Les nouvelles TVA
J’ai été chez mon voisin Pascal pour écouter les nouvelles TVA. La température extérieure était délicieuse, alors il ne fallait pas embêter les téléspectateurs avec des mauvaises nouvelles. On a eu droit à un policier héroïque qui a sauvé une petite fille tombée dans une piscine à DDO. Il lui a fait des manœuvres de réanimation. Mon voisin a dit « Il a mis le taser à la force minimale. » Après l’entrevue, le journaliste a transmis un message du policier : il insistait pour qu’on souligne que ce sauvetage avait été un travail d’équipe.
Ce printemps, on était dans la saison des séries éliminatoires. Avec les Canadiens dedans. Alors la TV jouait partout dans les bars et les cafés
. (Encore plus de pub pour envahir l’espace public.) J’ai entendu les nouvelles de TVA à la brasserie Au coin du métro. La partie des Canadiens commençait à 20 heures, mais la TV nous cassait déjà les oreilles alors que Fred et moi on essayait de souper. Il y avait cette fois un reportage sur des CL-415 éteignant un feu de broussaille aux pieds de lignes d’électricité. Les valeureux pilotes ont répondu à quelques questions. C’est un classique du show ça, les entrevues avec des valeureux quelque chose. Des soft news, que ça s’appelle. Les images étaient belles : les gros pylônes, le CL-415 qui descend, qui lâche son nuage. C’est le son qui est débilitant à la TV. Une boursouflure de langage qui annule la vérité visuelle. Comme le parfum, qui séduit en criant au nez un mensonge. Chez mon voisin, on a déjà regardé un soap : des aryens supérieurs y vivaient des drames. La fausseté de ce show-là n’était pas seulement dans le son : elle était aussi dans le jeu des acteurs. Un jeu semblable à celui des mauvais films de cul, empiré par l’atroce doublage.
Quant au journal télévisé TVA, il a tourné son attention pleine de neutralité sur les scandaleuses hausses des prix de l’essence. Un micro ouvert a permis aux automobilistes d’exprimer leur frustration de bon peuple pris en otage par les méchantes multinationales. Gandhi lui-même aurait soutenu une si noble indignation.

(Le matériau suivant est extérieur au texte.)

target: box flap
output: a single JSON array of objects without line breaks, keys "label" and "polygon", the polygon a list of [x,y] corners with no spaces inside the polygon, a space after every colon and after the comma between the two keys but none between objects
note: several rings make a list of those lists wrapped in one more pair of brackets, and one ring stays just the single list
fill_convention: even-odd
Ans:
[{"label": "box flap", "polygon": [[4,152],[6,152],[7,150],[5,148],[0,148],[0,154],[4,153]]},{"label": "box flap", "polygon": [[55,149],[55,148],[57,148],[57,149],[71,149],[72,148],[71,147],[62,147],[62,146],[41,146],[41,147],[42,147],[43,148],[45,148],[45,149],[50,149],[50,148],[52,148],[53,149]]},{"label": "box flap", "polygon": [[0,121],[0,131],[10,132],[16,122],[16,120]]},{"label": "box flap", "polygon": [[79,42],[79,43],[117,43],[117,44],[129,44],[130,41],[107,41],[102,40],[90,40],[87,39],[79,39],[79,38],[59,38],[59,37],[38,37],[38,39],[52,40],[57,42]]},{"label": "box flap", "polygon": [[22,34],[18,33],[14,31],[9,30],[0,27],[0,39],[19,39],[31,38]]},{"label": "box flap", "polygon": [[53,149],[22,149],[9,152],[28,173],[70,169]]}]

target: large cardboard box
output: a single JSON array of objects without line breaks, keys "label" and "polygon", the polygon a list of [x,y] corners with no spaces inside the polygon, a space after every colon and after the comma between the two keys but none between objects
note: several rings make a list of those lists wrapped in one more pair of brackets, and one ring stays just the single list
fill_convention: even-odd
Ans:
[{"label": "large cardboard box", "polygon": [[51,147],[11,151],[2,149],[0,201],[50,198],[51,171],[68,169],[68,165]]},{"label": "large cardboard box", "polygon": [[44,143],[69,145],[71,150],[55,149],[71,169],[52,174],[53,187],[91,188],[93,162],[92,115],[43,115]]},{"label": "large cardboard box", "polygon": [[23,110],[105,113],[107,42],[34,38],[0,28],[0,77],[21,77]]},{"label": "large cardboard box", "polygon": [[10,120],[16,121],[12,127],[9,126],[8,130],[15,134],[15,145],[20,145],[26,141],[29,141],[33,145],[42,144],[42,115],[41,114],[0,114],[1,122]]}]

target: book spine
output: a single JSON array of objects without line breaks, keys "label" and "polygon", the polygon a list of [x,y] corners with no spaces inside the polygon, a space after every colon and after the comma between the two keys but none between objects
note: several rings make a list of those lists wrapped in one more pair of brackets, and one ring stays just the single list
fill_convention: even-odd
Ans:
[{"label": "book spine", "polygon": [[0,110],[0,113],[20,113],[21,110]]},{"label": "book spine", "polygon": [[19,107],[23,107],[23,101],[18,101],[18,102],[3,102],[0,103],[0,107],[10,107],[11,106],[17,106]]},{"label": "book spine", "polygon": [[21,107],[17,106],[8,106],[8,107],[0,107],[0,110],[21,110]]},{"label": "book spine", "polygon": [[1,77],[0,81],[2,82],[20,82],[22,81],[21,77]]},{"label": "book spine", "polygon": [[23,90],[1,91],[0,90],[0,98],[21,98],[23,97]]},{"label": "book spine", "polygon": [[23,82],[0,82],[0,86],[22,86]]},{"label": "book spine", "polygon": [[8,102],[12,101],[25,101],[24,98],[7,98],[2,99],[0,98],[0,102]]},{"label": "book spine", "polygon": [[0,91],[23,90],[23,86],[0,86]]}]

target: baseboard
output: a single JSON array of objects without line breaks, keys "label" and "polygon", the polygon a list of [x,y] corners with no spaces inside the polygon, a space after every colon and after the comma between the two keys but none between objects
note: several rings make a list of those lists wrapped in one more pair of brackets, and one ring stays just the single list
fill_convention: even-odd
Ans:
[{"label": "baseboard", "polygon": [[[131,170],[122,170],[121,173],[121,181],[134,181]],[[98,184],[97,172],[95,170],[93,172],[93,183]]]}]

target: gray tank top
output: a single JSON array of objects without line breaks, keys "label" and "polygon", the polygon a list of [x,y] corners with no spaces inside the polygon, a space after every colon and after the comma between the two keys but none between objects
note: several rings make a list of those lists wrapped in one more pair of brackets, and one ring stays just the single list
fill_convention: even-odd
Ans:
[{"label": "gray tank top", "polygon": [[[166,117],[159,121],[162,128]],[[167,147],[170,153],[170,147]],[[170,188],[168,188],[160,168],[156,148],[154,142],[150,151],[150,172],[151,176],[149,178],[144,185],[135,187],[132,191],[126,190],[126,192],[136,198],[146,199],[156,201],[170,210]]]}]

À la fin du reportage, on pouvait être convaincu que ce sont bel et bien les prix de l’essence le problème, et non la dépendance au pétrole. L’automobile dans les nouvelles TVA est une réalité objective voulue par les lois de l’évolution. Surtout pas une nuisance.
Mais la nouvelle la plus importante restait encore la série éliminatoire des Canadiens. Qui d’ailleurs était l’événement suprême à Montréal. L’emblème du printemps 2008 restera le petit drapeau des Canadiens posé sur les vitres des chars. C’était la bébelle de l’heure, comme les Garfields en toutou avec des pattes en ventouses il y a vingt ans, et les faux glaçons de Noël lumineux du début des années 1990 : une pacotille vendue subitement à des millions d’exemplaire. La pacotille de ce printemps soulignait la Ferveur, le grand rassemblement pour une cause commune, jetée ensuite parmi les 20 tonnes de vidanges quotidiennes le lendemain de l’élimination.